Author Jared Diamond sued for libel

The Associated Press

NEW YORK — Two New Guinea tribesmen have filed a $10 million defamation lawsuit claiming Pulitzer Prize-winning author Jared Diamond wrote a New Yorker magazine article that falsely accused them of murder and other crimes.

Henep Isum Mandingo and Hup Daniel Wemp say in a single-page filing in Manhattan’s state Supreme Court that Diamond’s article published April 21, 2008, accused them “of serious criminal activity … including murder.”

The article was titled, “Vengeance Is Ours: What can tribal societies tell us about our need to get even?”

The New Yorker spokeswoman Alexa Cassanos said she had not seen the lawsuit and could not comment. She added: “We stand by our story; we stand by Jared Diamond.”
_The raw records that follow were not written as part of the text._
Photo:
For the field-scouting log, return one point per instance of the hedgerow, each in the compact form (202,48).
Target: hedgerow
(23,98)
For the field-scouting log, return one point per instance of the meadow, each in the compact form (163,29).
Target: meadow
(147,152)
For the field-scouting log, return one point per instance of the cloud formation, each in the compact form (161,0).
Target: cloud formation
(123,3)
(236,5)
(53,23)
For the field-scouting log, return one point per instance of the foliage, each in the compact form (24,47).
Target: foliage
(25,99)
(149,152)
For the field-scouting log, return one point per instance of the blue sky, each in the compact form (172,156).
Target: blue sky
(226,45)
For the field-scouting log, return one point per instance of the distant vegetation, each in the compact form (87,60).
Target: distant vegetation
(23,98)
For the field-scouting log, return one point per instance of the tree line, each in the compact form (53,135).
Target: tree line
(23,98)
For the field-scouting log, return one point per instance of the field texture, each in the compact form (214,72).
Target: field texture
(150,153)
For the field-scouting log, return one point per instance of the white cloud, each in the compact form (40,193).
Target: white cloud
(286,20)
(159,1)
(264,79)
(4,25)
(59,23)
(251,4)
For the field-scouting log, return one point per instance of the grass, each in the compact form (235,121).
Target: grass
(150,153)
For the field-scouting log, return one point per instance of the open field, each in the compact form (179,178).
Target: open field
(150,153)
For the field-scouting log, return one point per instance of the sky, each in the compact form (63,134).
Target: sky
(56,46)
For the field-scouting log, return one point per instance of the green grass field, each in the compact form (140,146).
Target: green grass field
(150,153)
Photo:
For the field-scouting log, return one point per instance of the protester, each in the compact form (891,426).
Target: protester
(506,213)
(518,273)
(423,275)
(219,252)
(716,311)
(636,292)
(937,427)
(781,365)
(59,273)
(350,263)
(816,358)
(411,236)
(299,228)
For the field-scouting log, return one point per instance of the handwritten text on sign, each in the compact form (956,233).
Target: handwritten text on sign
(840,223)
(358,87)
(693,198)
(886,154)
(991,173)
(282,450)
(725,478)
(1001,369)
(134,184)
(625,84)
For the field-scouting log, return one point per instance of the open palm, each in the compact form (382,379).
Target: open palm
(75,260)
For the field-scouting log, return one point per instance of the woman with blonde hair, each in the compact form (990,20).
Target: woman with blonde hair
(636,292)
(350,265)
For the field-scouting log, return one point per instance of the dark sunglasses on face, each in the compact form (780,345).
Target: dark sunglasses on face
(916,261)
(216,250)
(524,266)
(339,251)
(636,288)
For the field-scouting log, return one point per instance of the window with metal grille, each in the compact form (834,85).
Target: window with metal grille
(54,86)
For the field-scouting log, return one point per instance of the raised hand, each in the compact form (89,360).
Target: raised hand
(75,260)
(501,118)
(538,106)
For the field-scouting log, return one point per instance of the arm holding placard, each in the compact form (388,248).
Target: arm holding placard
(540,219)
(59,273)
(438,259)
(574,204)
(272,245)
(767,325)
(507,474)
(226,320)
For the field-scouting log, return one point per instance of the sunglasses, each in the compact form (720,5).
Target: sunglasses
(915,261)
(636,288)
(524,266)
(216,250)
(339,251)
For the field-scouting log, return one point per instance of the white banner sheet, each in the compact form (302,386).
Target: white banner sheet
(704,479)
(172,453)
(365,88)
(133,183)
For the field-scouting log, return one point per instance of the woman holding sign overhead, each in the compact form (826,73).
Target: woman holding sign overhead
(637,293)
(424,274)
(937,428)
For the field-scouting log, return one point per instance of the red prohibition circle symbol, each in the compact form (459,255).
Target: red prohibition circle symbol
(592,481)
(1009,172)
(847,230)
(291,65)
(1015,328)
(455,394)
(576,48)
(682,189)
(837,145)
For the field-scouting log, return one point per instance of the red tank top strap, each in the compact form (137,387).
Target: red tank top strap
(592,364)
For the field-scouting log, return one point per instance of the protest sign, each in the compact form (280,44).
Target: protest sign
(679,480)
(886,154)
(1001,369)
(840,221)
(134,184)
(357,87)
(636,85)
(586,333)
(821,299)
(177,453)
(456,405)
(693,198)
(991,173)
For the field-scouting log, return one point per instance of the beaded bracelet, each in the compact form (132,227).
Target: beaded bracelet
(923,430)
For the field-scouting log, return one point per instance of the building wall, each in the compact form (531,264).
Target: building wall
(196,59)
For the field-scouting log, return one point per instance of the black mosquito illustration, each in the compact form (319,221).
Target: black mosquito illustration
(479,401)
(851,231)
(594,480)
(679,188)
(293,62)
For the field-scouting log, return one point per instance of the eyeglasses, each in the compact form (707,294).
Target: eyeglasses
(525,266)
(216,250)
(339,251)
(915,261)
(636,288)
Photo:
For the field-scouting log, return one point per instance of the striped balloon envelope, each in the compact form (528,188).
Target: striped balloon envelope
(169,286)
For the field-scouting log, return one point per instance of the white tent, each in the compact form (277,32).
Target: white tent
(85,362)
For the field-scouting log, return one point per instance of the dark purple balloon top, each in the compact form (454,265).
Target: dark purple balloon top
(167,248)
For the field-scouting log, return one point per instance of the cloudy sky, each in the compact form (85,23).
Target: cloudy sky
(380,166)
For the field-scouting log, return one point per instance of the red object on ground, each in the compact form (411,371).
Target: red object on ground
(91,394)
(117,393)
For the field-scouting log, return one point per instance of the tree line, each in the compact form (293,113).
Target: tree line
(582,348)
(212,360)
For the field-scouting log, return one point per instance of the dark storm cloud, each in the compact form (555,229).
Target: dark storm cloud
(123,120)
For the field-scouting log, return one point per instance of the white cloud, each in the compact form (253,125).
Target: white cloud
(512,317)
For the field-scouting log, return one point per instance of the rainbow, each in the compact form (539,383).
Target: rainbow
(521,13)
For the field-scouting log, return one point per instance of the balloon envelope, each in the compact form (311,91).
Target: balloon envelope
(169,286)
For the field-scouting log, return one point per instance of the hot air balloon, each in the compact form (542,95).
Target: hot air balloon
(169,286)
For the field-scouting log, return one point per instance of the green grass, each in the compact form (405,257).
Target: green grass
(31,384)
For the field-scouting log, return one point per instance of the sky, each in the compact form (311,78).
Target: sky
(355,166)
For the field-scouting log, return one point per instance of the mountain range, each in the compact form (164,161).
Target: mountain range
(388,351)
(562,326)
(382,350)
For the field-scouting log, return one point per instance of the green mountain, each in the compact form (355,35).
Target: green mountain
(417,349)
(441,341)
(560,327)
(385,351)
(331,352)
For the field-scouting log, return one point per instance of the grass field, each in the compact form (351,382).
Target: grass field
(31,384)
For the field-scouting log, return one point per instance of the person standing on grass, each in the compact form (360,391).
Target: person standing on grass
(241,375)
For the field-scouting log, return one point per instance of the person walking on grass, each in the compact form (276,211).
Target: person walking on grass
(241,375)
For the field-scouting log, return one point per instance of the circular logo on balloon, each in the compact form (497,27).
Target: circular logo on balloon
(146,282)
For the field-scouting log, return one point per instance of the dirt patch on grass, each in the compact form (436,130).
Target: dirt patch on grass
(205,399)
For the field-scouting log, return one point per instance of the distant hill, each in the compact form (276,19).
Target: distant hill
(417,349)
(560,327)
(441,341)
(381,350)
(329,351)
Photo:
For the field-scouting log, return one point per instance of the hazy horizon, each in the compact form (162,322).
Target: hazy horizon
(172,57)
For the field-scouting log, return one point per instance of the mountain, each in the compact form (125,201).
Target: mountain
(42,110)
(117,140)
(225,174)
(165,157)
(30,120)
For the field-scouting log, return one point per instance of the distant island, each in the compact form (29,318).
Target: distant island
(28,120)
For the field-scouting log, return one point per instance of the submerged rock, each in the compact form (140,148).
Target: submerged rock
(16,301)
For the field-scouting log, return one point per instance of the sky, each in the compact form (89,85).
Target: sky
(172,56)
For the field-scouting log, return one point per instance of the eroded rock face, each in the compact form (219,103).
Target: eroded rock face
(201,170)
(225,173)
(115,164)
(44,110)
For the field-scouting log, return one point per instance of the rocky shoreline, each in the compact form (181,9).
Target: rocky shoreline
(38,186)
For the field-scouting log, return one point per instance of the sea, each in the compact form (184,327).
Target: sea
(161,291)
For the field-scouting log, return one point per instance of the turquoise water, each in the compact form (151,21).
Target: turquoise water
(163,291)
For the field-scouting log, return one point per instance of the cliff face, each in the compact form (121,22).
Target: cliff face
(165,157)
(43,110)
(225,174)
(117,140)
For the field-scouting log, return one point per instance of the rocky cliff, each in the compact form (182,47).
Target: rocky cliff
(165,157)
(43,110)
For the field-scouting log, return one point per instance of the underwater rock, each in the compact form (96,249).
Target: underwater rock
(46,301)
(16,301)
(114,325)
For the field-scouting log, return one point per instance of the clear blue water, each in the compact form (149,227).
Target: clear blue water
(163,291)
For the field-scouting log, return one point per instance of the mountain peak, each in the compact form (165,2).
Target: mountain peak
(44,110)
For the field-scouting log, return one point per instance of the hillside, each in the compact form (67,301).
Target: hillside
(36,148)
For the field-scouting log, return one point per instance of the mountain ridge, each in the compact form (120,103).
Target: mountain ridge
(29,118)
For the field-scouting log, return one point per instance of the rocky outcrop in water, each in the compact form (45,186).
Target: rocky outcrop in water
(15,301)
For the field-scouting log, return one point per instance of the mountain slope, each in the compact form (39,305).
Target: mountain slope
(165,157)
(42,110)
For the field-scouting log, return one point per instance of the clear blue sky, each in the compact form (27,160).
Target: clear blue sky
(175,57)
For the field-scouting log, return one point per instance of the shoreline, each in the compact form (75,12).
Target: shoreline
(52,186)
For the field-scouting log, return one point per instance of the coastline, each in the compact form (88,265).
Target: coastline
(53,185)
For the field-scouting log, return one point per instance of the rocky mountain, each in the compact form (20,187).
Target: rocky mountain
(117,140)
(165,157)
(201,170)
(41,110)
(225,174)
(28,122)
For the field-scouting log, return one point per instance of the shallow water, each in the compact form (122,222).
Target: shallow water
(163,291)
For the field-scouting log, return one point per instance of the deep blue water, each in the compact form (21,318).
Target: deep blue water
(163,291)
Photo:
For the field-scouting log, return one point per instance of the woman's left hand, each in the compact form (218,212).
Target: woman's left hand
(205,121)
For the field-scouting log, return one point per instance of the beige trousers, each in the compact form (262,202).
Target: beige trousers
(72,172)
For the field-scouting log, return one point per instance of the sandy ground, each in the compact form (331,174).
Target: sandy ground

An article summary on The New Yorker’s Web site says Diamond describes feuds and vengeance killings among tribes in the New Guinea highlands. In particular, he tells of a man who felt a duty to avenge an uncle’s slaying by a neighboring clan.

The tribesman is Daniel Wemp of the Handa clan. He was 22 when his uncle was killed in 1992 fighting the Ombal clan.

Diamond reports it took three years, 29 lives and the theft of 300 pigs before Wemp and his hired group exacted revenge. Because of the revenge, Wemp is now a target, Diamond reports.

Diamond says he met Wemp about half a dozen years after these events. He quotes the highlander as saying, “I admit that the New Guinea highland way to solve the problem posed by a killing isn’t good … We are always in effect living on the battlefield.”